HOMILÍA DOMINGO XXVIII T.O-C (9 octubre 2022)
Lc 17, 11-19
Una vez más se nos regala un texto evangélico, que aunque fue escrito en un contexto
diferente al nuestro y con un pretexto particular, puede iluminar situaciones profundas de
nuestra vida. Vamos a adentrarnos en él dejándonos sorprender.
En esta ocasión Jesús se encuentra con diez leprosos, con un grupo de personas que
viven en la más absoluta marginación. No sólo han contraído una enfermedad que les
acarrea un considerable sufrimiento físico, sino todos los significados sociales,
económicos, familiares y espirituales que se le daban en aquella época. Si estaba
enfermo era en pago a algo que había hecho, o si no él su familia. Estaba enfermo
porque era un maldito que debía ser apartado de todos y vivir en la más absoluta
indigencia. En un momento concreto de sus vidas se encuentran con Jesús y, de lejos y a
gritos, le piden al «maestro» que los cure. Jesús no hace nada, solo decirles que vayan a
que la autoridad competente certifique una curación que ellos todavía no experimentan.
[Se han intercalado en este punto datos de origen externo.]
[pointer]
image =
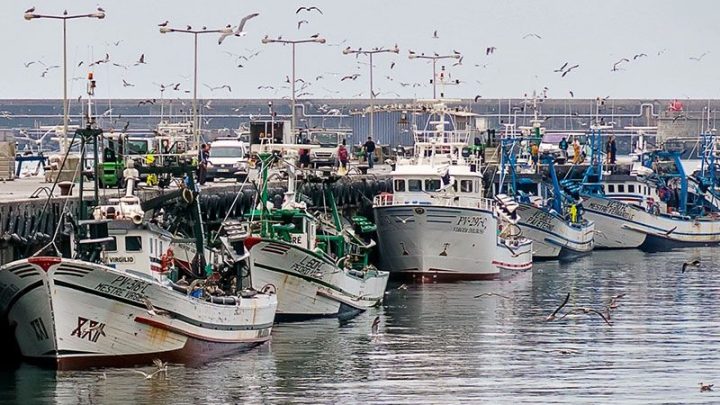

Fiados de la palabra de Jesús se ponen en camino. «Y sucedió que, mientras iban de
camino, quedaron limpios». Lo que el texto resalta es que solo uno se vuelve alabando a
Dios con gritos, se postra a los pies de Jesús y, con el rostro en tierra, le da gracias. Pero
lo más sorprendente es que era el «malo», el «extranjero», el «samaritano». Jesús lo
despide diciéndole: «Levántate, vete; tu fe te ha salvado». No sólo se va limpio y curado,
sino que, además, por su fe está salvado.
El evangelio nos presenta un «etiquetado» que nos sorprende. Por los estereotipos
sociales y religiosos no debiera haber respondido así. Esa reacción les «pegaba» más a
los que no volvieron. Lo que le diferenció de todos ellos es que vuelve alabando para dar
gracias a Jesús. Entiende que eso que le ha ocurrido tiene algo que ver con Dios y lo
reconoce. Pero también siente que ya no puede seguir su camino, sino que debe volver
su existencia al que lo ha curado. Por eso «vuelve» en un sentido más amplio y se postra
a los pies de Jesús. No sólo ha sido curado, sino que ha tenido una experiencia de fe en
lo que ha acontecido en su vida.
En esto de los relatos de milagros siempre podemos pensar en la suerte que tuvo el
leproso de ser curado, cuando en nuestro caso seguimos enfermos o se murió nuestro
ser querido. Pero el evangelio nos invita a ir más allá de los fenómenos extraordinarios.
Nos invita a vivir desde la fe lo ordinario de la vida, incluida la enfermedad y el dolor. La fe
salva, normalmente, no porque altera el curso de la vida, sino porque le da sentido. Y
mucho mejor lo explica un autor cristiano que decía así:
“El Mundo, la Vida (nuestro Mundo, nuestra Vida), están sí, en nuestras manos, en las de
todos, como una Hostia, dispuestos a llenarse de influencia divina, es decir de una
Presencia real del Verbo Encarnado. El Misterio se realizará. Pero con una condición: que
creamos que esto quiere y puede convertirse para nosotros en la acción, es decir, en la
prolongación del Cuerpo de Cristo. ¿Creemos? Todo se ilumina y se configura en torno a
nosotros: se ordena el azar, el éxito adquiere una plenitud incorruptible, el dolor se
convierte en una caricia y en una visita de Dios. ¿Dudamos? La roca se queda seca, el
cielo negro, las aguas traicioneras y levantadas. Y podríamos oír la palabra del Maestro
ante nuestra vida estropeada: «Hombres de poca fe, ¿por qué habéis dudado?».”